Critique | Livres

[La BD de la semaine] S’enfuir. Récit d’un otage, de Guy Delisle

© Dargaud
Colin Bouchat Journaliste BD

Avec S’enfuir, Guy Delisle confirme son appartenance au cercle très fermé des (très bons) raconteurs d’histoire.

Dans la catégorie « auteur-moi-je », Guy Delisle se pose un peu là. Ses quatre plus grands succès, Shenzhen, Pyongyang, Chroniques birmanes et Chroniques de Jérusalem se basent tous sur le même schéma: le récit d’un Occidental (lui-même) perdu au milieu d’une culture qui n’est pas la sienne et qu’il décrit de manière assez drôle. Pour les deux premiers, parus à L’Association, il était question de suivre dans ces deux villes extrême-orientales la production et la post-production de l’adaptation animée du classique de Dupuis, Papyrus. Pour les deux suivants, parus chez Delcourt cette fois, il suit sa femme avec leur jeune enfant en Birmanie et à Jérusalem où celle-ci a décroché une mission pour une ONG. L’analyse des pays en question gagne en finesse mais perd en humour. Cela ne l’empêche pas de remporter en 2012 le prix justifié du meilleur album au festival d’Angoulême. Ce récapitulatif non exhaustif de l’oeuvre du Québécois nous rappelle qu’il possède un diplôme en animation et qu’il manie donc plutôt bien l’art de mettre en mouvement des dessins figés. Cette maîtrise, conjuguée à l’art du cadrage, va lui permettre de tenir en haleine le lecteur sur les pas moins de 400 pages que comporte son nouvel opus. Delisle change ici de perspective: ce n’est plus lui qui est mis en scène mais un ami, kidnappé dans le Caucase, menotté et séquestré dans une pièce sans vue extérieure… et c’est prenant.

Dans l’enfer tchétchène

[La BD de la semaine] S'enfuir. Récit d'un otage, de Guy Delisle
© Dargaud

En 1997, Christophe André part pour sa première mission humanitaire en Ingouchie avec une ONG médicale.
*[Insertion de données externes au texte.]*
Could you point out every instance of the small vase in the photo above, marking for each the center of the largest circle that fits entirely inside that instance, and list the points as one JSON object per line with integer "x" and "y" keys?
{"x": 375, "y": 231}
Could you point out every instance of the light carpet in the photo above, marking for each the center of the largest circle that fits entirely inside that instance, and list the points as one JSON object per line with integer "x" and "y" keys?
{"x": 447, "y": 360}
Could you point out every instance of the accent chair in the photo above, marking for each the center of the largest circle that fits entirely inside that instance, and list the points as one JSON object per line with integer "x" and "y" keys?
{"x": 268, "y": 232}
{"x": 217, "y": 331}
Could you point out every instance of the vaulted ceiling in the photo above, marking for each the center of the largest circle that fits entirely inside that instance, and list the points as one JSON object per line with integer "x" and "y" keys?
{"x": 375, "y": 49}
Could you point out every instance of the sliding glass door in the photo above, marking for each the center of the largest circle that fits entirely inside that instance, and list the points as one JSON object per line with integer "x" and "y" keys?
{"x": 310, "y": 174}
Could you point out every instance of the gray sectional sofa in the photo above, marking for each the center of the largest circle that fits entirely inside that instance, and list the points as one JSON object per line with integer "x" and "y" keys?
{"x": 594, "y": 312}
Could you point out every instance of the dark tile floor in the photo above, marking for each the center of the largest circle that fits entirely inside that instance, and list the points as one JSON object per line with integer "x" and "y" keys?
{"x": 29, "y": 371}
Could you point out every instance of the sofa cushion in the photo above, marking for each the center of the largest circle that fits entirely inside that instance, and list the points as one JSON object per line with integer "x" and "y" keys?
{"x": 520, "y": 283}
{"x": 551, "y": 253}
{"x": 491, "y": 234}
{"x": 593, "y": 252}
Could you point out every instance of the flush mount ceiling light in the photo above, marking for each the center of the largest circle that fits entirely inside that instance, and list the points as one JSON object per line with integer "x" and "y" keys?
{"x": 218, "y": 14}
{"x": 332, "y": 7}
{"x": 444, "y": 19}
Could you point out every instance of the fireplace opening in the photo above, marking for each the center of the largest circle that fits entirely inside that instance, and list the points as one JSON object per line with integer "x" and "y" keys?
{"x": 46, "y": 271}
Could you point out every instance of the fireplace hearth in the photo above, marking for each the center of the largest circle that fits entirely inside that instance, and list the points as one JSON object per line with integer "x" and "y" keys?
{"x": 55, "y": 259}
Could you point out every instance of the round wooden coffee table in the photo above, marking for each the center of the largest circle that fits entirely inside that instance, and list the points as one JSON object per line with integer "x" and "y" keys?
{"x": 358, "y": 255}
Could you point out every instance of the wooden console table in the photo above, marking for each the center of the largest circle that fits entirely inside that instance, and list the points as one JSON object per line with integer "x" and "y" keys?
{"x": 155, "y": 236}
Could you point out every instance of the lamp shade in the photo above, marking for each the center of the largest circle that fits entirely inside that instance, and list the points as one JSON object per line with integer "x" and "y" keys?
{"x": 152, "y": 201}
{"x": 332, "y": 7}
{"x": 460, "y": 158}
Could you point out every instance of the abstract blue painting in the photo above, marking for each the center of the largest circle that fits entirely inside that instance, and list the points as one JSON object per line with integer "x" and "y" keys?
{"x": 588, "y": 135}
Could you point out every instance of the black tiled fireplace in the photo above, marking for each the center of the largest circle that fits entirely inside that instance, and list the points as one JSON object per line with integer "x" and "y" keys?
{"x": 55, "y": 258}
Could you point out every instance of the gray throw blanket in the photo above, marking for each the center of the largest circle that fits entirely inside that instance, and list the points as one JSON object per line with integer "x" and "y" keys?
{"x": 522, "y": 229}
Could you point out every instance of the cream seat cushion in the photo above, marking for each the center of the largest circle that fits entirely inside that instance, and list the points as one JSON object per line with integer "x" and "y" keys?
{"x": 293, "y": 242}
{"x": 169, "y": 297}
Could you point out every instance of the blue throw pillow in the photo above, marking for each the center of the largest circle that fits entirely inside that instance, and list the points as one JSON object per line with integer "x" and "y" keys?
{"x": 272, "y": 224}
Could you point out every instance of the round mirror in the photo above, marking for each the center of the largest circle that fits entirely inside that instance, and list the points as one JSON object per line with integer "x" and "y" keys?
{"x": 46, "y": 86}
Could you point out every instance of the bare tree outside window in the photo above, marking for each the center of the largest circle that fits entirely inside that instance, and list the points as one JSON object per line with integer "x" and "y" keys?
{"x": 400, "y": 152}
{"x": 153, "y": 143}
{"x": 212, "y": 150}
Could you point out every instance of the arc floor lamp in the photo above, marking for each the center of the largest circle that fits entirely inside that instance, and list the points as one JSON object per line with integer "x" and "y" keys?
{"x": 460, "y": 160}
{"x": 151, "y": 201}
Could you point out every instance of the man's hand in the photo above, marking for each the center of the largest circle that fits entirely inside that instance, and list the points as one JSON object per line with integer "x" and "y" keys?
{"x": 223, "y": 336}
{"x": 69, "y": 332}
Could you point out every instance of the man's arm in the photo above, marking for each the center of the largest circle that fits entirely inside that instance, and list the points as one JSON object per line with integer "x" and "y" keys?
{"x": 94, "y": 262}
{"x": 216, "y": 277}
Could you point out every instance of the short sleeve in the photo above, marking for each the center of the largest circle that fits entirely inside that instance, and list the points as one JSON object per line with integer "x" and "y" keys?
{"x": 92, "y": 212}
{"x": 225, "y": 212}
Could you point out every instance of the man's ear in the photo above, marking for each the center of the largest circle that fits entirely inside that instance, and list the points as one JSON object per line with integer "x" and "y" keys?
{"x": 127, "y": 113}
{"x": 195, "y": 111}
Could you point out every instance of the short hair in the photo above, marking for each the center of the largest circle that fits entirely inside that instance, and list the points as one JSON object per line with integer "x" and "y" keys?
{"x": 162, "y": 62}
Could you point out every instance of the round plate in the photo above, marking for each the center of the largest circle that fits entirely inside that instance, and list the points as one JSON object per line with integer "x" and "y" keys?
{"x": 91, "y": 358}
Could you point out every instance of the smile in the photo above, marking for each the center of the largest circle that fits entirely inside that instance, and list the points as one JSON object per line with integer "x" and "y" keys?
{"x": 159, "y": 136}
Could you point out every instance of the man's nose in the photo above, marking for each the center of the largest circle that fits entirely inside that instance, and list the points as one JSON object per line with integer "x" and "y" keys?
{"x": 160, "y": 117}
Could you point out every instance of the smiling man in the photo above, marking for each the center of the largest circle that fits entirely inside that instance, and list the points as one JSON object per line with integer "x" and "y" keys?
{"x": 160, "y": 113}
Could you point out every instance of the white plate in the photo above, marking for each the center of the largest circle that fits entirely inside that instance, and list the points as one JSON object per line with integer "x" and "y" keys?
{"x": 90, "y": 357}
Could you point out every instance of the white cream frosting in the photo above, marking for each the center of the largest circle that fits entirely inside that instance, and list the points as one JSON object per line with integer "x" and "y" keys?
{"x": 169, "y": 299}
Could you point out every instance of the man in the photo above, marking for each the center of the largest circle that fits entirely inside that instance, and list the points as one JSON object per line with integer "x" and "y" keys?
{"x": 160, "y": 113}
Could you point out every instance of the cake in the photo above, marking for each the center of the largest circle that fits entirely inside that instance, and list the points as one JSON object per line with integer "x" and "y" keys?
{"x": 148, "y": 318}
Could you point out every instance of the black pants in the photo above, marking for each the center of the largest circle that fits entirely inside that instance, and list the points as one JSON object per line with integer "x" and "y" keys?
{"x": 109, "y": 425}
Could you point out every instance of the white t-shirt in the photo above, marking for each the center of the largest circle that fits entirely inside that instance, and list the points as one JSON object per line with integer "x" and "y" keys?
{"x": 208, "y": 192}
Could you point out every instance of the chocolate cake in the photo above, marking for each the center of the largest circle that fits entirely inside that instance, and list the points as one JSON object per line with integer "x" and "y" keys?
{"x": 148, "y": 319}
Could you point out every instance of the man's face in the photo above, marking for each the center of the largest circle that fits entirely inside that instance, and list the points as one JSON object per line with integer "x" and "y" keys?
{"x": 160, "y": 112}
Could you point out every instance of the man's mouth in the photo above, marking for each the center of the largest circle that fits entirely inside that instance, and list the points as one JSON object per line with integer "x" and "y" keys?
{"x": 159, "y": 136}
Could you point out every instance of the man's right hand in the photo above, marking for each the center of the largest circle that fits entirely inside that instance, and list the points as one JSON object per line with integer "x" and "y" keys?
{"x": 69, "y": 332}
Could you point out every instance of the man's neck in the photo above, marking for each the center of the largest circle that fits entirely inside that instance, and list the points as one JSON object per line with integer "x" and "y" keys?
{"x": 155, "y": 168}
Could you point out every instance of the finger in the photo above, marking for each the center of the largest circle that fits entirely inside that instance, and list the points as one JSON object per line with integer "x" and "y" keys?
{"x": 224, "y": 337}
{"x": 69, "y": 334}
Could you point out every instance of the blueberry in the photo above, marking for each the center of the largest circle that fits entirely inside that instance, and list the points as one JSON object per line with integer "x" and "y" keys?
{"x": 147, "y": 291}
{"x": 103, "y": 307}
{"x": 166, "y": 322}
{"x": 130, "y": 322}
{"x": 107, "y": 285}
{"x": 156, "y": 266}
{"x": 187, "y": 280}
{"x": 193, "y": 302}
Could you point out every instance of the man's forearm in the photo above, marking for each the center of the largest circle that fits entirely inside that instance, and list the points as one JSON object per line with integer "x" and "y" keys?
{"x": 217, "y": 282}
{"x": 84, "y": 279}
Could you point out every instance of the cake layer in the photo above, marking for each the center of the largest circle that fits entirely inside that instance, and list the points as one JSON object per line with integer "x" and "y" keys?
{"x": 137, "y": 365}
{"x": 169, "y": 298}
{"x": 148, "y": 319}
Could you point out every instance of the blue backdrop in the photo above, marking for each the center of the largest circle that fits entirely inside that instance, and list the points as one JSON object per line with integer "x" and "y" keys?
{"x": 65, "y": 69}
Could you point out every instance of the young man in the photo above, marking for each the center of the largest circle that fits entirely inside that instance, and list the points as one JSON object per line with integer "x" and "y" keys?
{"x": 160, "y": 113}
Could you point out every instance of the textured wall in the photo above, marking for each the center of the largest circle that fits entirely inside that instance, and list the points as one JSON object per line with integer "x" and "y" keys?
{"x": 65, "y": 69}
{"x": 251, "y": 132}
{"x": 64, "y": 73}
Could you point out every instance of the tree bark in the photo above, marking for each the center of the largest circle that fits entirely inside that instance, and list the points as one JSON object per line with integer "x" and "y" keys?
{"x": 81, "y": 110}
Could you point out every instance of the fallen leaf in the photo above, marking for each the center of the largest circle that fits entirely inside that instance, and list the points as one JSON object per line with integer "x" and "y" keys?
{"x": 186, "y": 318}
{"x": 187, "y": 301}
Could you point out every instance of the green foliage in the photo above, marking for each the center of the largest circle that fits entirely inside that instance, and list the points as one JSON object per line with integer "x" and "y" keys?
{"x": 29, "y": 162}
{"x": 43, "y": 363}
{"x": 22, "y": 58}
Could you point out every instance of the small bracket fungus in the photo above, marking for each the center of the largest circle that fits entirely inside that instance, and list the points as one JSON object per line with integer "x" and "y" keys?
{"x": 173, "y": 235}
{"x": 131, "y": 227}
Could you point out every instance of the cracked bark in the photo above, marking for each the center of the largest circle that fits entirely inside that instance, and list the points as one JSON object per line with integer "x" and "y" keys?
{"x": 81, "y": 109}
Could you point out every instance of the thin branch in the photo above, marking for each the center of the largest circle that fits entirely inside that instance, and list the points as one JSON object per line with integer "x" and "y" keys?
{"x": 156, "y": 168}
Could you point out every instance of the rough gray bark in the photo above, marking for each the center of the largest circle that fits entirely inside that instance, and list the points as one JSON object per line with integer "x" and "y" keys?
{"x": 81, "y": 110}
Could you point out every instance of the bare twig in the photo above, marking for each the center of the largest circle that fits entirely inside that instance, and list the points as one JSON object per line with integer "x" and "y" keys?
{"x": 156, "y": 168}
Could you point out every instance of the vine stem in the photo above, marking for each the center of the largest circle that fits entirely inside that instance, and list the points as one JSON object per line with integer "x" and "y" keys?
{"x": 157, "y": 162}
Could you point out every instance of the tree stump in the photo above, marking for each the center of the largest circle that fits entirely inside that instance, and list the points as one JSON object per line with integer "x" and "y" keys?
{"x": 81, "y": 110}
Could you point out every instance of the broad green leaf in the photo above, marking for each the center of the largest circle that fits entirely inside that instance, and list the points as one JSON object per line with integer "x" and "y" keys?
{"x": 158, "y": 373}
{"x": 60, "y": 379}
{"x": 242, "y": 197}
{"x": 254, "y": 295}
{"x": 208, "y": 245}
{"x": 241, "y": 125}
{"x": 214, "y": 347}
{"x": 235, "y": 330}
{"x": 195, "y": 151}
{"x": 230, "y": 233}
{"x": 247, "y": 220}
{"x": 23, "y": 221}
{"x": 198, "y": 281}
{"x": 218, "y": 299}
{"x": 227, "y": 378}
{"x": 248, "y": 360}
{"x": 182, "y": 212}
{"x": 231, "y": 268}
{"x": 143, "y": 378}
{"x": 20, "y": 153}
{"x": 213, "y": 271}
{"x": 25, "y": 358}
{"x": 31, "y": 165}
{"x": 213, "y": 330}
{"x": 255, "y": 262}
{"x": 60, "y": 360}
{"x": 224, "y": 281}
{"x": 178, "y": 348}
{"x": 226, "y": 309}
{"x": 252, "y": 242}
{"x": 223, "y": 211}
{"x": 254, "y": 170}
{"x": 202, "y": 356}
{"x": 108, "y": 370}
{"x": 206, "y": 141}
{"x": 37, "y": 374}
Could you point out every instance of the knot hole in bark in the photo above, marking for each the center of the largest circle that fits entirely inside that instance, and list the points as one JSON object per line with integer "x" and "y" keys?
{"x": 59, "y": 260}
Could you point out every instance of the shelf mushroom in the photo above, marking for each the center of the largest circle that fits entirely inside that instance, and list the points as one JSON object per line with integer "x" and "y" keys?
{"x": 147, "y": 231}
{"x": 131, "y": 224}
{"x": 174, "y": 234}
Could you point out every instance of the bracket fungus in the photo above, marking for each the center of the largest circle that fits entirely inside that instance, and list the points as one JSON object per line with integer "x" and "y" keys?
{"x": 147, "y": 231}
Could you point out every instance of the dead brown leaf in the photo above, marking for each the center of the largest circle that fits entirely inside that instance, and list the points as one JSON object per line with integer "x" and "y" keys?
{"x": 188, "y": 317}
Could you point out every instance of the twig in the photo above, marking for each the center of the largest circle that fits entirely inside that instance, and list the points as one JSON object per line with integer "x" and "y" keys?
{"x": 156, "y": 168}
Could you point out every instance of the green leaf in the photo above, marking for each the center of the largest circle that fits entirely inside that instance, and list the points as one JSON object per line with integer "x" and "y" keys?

Dans la nuit du 1er au 2 juillet, il est enlevé par des hommes armés. Après un voyage de plusieurs heures en voiture et à pied, le voilà à Grozny, capitale de la Tchétchénie. Il est maintenu en détention dans une pièce aveugle, uniquement meublée d’un matelas, et est menotté à un radiateur. Ses journées interminables sont ponctuées par de maigres repas apportés par ce qui semble être le propriétaire de l’appartement. Il a également le droit d’aller une fois par jour aux toilettes et de se laver une fois par semaine. Le reste du temps, il est allongé sur sa paillasse. Ne parlant pas le russe et ses geôliers ne comprenant pas l’anglais, la communication est proche de zéro. Afin de ne pas sombrer dans la folie, le séquestré rejoue les grandes batailles napoléoniennes dont il est un admirateur et un grand connaisseur. Il échafaude des plans farfelus pour s’enfuir, analyse les bruits qu’il entend, imagine l’avancement des pourparlers en train de se dérouler pour sa libération. On sait qu’il va s’en sortir puisque c’est de son témoignage qu’il s’agit; le suspense découle plus du « comment » et du « quand ». Comme à son habitude, c’est avec un minimum de moyens que Guy Delisle nous raconte cette histoire. Son dessin se résume à un trait fin, plus lâche que pour les albums précédents, et à des aplats de gris bleuté plus ou moins foncés illustrant la luminosité du jour et de la nuit. Il signe ici son album le moins autocentré mais finalement le plus touchant.